# Does anyone embroider with quilts?



## StillLearning (Apr 27, 2022)

During Covid I’ve been working on embroidery blocks and assembling them into quilts. Does anyone enjoy this hobby or a variation?


----------



## Pinky (Apr 27, 2022)

StillLearning said:


> During Covid I’ve been working on embroidery blocks and assembling them into quilts. Does anyone enjoy this hobby or a variation?

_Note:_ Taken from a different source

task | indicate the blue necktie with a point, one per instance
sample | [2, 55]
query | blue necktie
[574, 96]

I know a quilter, but the embroidery blocks is quite unique!


----------



## Lavinia (Apr 27, 2022)

I'm working on that very thing right now. I've done a mixture of applique and embroidery on different blocks. I'm now doing birds and blossoms. I shall put it all together when I have enough blocks, but I intend to make a wall-hanging not a bed quilt.


----------



## Shalimar (Apr 27, 2022)

Lavinia said:


> I'm working on that very thing right now. I've done a mixture of applique and embroidery on different blocks. I'm now doing birds and blossoms. I shall put it all together when I have enough blocks, but I intend to make a wall-hanging not a bed quilt.


This sounds wonderful. I would certainly appreciate seeing a picture of your finished work.


----------



## Lavinia (Apr 27, 2022)

Shalimar said:


> This sounds wonderful. I would certainly appreciate seeing a picture of your finished work.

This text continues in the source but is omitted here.